Dönen başına aldırmayarak hızla ayağa doğruldu. Kendini bir kaç hafta önce huzurla uyuduğu yatağa doğru ilerlerken buldu.
Tıpkı Chanyeol gibi kokuyordu.
Kararlı bir duruş sergileyip ,
komodinin alt çekmecesine ulaşan parmakları ile avucuna sığdırabildiği tüm boyaları aldı. Dökülmemesine dikkat ederek hepsinin kapağını açıp , özenle baş ucuna yerleştirdi.
Boynuna kadar sıyıdırdığı tişörtü yüzünden üşüdüğünü hissetmesine rağmen yinede tepkisizdi.
Kafasını yana doğru çevirdi. Yeşil renk gözüne ilişince hızla eline aldı ve karnından aşağıya doğru akıtmaya başladı.
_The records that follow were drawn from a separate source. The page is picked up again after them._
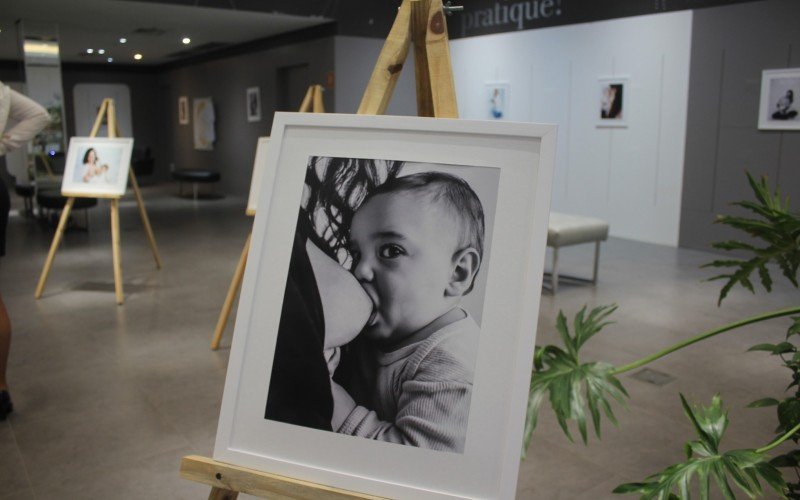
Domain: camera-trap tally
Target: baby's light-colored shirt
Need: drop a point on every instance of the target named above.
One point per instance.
(423, 391)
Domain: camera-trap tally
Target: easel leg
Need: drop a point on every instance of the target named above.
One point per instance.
(145, 220)
(235, 283)
(222, 494)
(115, 253)
(62, 224)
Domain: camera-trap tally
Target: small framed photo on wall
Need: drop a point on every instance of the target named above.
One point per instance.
(497, 100)
(183, 110)
(613, 100)
(778, 109)
(253, 104)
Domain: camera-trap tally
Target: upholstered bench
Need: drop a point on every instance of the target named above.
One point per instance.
(564, 230)
(195, 176)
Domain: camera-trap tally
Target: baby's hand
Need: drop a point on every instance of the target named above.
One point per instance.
(332, 358)
(343, 405)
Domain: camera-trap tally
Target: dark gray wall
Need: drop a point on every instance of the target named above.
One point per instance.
(730, 48)
(225, 81)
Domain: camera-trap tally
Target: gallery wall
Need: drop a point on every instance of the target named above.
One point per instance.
(631, 177)
(729, 52)
(225, 81)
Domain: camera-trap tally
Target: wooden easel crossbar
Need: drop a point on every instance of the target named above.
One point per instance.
(108, 111)
(418, 22)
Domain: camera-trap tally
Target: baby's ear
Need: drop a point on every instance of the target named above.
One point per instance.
(465, 265)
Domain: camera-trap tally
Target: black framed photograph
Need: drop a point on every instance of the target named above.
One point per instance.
(778, 107)
(385, 332)
(613, 99)
(254, 104)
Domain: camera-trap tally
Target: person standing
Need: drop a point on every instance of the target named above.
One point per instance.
(20, 120)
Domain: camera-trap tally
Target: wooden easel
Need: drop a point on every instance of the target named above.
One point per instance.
(421, 22)
(107, 111)
(313, 102)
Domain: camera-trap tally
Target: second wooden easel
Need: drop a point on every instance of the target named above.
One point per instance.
(311, 102)
(107, 111)
(421, 22)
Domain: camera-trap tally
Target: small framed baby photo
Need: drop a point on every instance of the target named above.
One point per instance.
(258, 170)
(780, 95)
(97, 167)
(385, 332)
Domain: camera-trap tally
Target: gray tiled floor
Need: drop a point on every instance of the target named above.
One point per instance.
(110, 398)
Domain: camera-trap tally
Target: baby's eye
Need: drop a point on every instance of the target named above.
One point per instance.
(390, 251)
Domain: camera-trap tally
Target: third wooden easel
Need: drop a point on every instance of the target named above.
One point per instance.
(421, 22)
(107, 111)
(311, 102)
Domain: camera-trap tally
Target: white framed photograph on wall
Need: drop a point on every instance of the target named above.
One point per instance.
(778, 107)
(97, 167)
(254, 104)
(497, 94)
(386, 326)
(613, 102)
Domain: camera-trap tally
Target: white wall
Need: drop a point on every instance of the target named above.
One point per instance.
(631, 177)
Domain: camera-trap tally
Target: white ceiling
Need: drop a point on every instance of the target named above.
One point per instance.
(99, 24)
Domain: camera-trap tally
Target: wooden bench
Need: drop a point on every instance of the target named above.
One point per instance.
(564, 230)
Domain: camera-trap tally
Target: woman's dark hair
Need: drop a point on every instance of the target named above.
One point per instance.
(86, 155)
(335, 188)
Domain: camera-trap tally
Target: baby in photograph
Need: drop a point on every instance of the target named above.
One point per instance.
(417, 245)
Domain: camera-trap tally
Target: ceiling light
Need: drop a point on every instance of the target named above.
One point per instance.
(36, 48)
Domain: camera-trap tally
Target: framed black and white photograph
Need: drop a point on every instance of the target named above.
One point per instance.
(612, 97)
(183, 110)
(254, 104)
(386, 326)
(778, 109)
(258, 170)
(97, 167)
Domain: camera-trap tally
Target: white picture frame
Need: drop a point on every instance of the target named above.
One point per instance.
(259, 164)
(779, 106)
(183, 110)
(523, 155)
(97, 167)
(253, 104)
(497, 96)
(613, 94)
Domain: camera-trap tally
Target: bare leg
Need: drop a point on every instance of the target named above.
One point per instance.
(5, 343)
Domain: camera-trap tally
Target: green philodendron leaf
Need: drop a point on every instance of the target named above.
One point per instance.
(788, 414)
(577, 391)
(776, 227)
(743, 469)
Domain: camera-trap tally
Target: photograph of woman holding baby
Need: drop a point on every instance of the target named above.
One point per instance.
(374, 338)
O gün Chanyeol'e doğru koşarken parmak aralarına giren çimlerin rengiydi bu.
Hemen ardından mavi renk boyayı boşaltı göğsüne.
Bir çocukla aynı kaderi paylaşıyorlardı sanki.
İkisi de elinde birden fazla şeyi tutmaya çalıştığı için düşürmüşlerdi en özel parçalarını.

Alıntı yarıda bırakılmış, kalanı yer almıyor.